About $400,000 to $500,000 per year would be raised by the 2 percent increase. The city now collects close to $1 million in hotel room taxes per year.
One of the main reasons for the tax increase is to create a new master plan for future economic growth. The Marlborough Economic Development Corporation will assist the city and hire a firm that has created master plans in the past. Both the city council and the MEDC would oversee the process but the council will have fiscal management of the funds.
Before the vote was taken to approve, Ward 2 Councilor Paul Ferro proposed to amend the language in the petition.
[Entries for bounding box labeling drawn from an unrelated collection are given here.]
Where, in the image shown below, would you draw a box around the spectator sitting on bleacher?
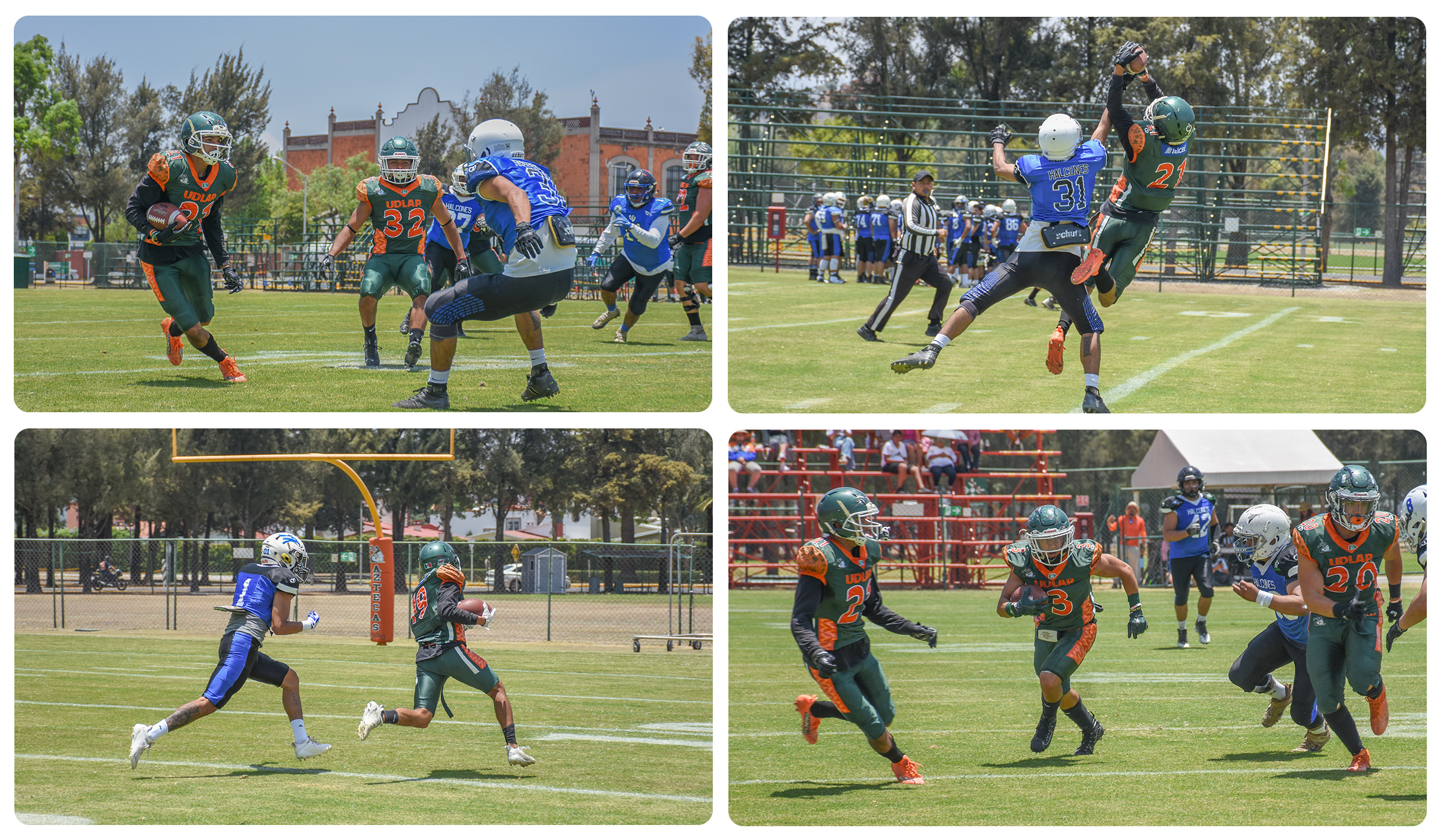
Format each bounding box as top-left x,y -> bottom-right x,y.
925,438 -> 956,493
825,430 -> 856,470
730,432 -> 760,493
880,430 -> 920,493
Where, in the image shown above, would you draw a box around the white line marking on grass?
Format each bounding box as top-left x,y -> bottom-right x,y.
785,396 -> 831,410
731,757 -> 1426,787
16,754 -> 708,803
1070,307 -> 1300,413
730,310 -> 930,333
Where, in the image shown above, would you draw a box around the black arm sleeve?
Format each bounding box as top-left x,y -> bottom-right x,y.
200,196 -> 230,268
791,575 -> 825,663
861,581 -> 920,635
125,175 -> 166,235
435,581 -> 479,624
1105,75 -> 1135,160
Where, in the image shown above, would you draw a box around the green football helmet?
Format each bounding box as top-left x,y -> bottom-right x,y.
377,137 -> 421,184
1025,504 -> 1076,566
421,541 -> 460,575
1325,464 -> 1379,532
1145,97 -> 1195,146
180,111 -> 230,164
815,487 -> 890,542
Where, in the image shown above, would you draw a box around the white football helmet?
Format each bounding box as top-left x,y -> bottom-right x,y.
260,530 -> 314,584
1400,484 -> 1427,550
1037,114 -> 1080,160
1234,504 -> 1290,563
465,119 -> 526,160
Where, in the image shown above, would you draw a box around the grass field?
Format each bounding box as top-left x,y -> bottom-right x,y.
728,268 -> 1426,413
730,584 -> 1427,826
14,631 -> 713,826
14,290 -> 712,412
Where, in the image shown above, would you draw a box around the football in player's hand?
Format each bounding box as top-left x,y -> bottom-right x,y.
145,202 -> 190,230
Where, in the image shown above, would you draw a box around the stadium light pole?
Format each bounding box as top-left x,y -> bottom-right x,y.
271,154 -> 310,239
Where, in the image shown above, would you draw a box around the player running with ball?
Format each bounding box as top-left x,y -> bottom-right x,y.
995,504 -> 1149,755
791,487 -> 939,785
360,541 -> 536,767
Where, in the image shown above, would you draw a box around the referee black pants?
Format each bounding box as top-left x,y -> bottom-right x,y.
865,251 -> 955,333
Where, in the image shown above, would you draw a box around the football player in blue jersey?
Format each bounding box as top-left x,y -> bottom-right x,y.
1160,466 -> 1220,647
395,119 -> 575,409
1230,504 -> 1331,752
130,532 -> 330,769
584,169 -> 674,344
1385,484 -> 1430,653
890,114 -> 1110,413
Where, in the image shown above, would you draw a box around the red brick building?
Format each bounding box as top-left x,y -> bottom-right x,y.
282,88 -> 695,215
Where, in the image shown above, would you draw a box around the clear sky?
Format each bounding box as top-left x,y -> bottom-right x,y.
14,16 -> 710,148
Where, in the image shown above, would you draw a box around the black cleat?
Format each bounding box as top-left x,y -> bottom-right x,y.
390,385 -> 449,409
890,344 -> 940,373
1030,715 -> 1055,752
1076,715 -> 1105,755
520,365 -> 560,402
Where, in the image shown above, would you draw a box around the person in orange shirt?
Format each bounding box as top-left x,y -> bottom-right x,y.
1106,502 -> 1146,581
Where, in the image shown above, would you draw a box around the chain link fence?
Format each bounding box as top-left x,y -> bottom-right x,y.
14,535 -> 714,644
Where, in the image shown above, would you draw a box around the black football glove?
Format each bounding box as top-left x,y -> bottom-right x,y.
1335,596 -> 1367,621
1110,40 -> 1145,76
220,262 -> 245,294
910,624 -> 940,647
1385,624 -> 1404,653
815,650 -> 839,680
515,222 -> 544,259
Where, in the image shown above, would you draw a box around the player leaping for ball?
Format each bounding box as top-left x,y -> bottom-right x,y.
130,532 -> 330,769
995,504 -> 1149,755
320,137 -> 469,367
360,541 -> 536,767
125,111 -> 245,382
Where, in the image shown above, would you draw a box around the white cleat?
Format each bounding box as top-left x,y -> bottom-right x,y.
130,723 -> 150,769
360,700 -> 383,740
295,738 -> 330,758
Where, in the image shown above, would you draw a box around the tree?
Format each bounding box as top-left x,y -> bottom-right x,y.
452,65 -> 565,166
690,33 -> 714,143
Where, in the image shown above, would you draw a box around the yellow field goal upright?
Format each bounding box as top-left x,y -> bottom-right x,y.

Instead of requiring a two-thirds vote of the city council to repeal the Business and Economic Development Special Revenue Fund, Ferro said that should only require a majority vote of the council.
“I just want to be consistent,” he said. “It takes a majority vote to raise taxes, then it should be a majority vote to repeal taxes.”
Section 6 of the petition states: “If the city of Marlborough revokes, by a majority vote of the city council of the city … its acceptance of the room occupancy excise tax in excess of 4% … then the city of Marlborough shall thereupon decide, by a twothirds vote of the city council, the separate question whether the Business and Economic Development Special Revenue Fund shall cease to have effect in the city.”
Ferro said that in every other budgetary situation, it takes a simple majority of the city council to spend or allocate money from one line item to another.
Council President Vigeant said he would not support Ferro’s amendment because the council had already discussed the merits and language in establishing the special fund from the increased hotel room tax. “I ask the council to support the city solicitor’s language as written.”
Ferro also said the term “economic development” is too vague, adding “there is nothing here that says we must spend money on a certain item. Economic development could be anything. If you wanted to, the city could use it for snow removal.”
But Ward 1 Councilor Joseph F. Delano Jr. said, “If we’re going to misuse the funds, then let’s do it in the light of day, where we would be held accountable, and rightly so.”
Ferro’s amendment failed. Voting in favor of the amendment: Councilor At-Large Patricia Pope, Councilor At-Large Michael Ossing, Ward 3 Councilor Matt Elder and Ferro. Voting against the amendment: Ward 7 Councilor Donald R. Landers, Ward 6 Councilor Edward Clancy, Ward 5 Councilor Robert M. Seymour, Ward 4 Councilor Robert J. Tunnera, Ward 1 Councilor Delano, At-Large Councilor Steven Levy and Council President Vigeant.